In this paper, we perform numerical studies on Feldkamp-type and Katsevich-type algorithms for cone-beam reconstruction with a nonstandard spiral locus to develop an electron-beam micro-CT scanner. Numerical results are obtained using both the approximate and exact algorithms in terms of image quality. It is observed that the two algorithms produce similar quality if the cone angle is not large and/or there is no sharp density change along the z-direction. The Katsevich-type algorithm is generally preferred due to its nature of exactness.

System Generated by Strip-Based Projections in Discrete Tomography

The projection equations in the research of discrete tomography are obtained by either counting the number of points that each line passes or computing the fractional areas of the intersection of each strip and the grid. In this work, a system of linear equations for strip-based projections with rational slopes is obtained. The linear dependency number of these equations is derived.

A pointwise limit theorem for filtered backprojection in computed tomography.

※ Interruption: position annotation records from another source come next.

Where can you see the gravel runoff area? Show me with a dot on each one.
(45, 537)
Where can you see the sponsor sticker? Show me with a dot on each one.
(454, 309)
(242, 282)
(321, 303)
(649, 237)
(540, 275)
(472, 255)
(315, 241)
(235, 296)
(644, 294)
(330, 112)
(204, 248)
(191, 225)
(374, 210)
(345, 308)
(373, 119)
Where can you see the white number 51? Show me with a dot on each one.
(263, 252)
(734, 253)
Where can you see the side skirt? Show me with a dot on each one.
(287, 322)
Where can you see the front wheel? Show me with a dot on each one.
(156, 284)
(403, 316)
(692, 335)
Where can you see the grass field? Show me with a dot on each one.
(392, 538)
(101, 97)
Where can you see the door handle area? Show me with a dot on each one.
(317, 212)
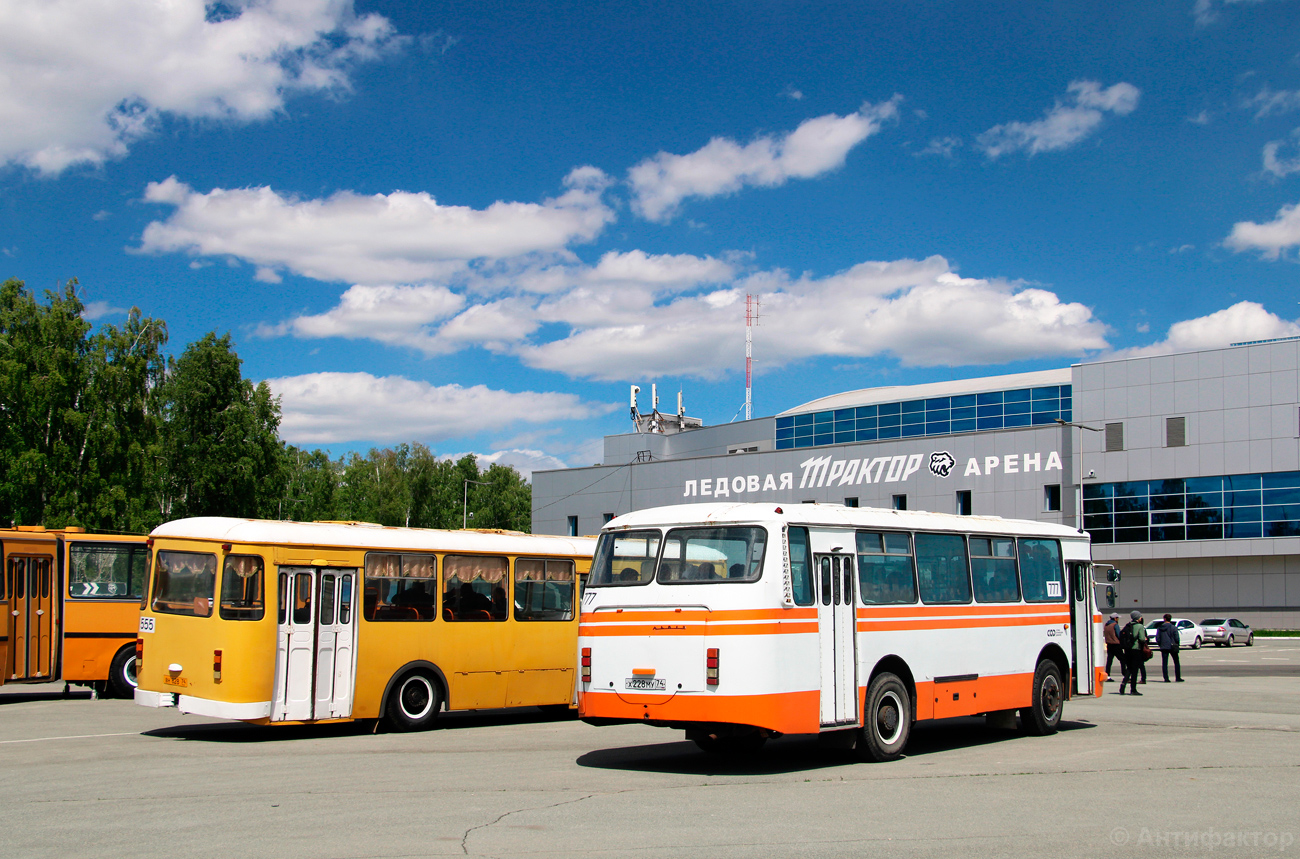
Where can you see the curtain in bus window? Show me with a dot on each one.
(941, 568)
(242, 588)
(185, 584)
(801, 567)
(884, 568)
(544, 589)
(1040, 571)
(99, 571)
(473, 588)
(401, 586)
(993, 569)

Computed tomography (CT) is one of the most important areas in the modern science and technology. The most popular approach for image reconstruction is filtered backprojection. It is essential to understand the limit behavior of the filtered backprojection algorithms. The classic results on the limit of image reconstruction are typically done in the norm sense. In this paper, we use the method of limited bandwidth to handle filtered backprojection-based image reconstruction when the spectrum of an underlying image is not absolutely integrable. Our main contribution is, assuming the method of limited bandwidth, to prove a pointwise limit theorem for a class of functions practically relevant and quite general. Further work is underway to extend the theory and explore its practical applications.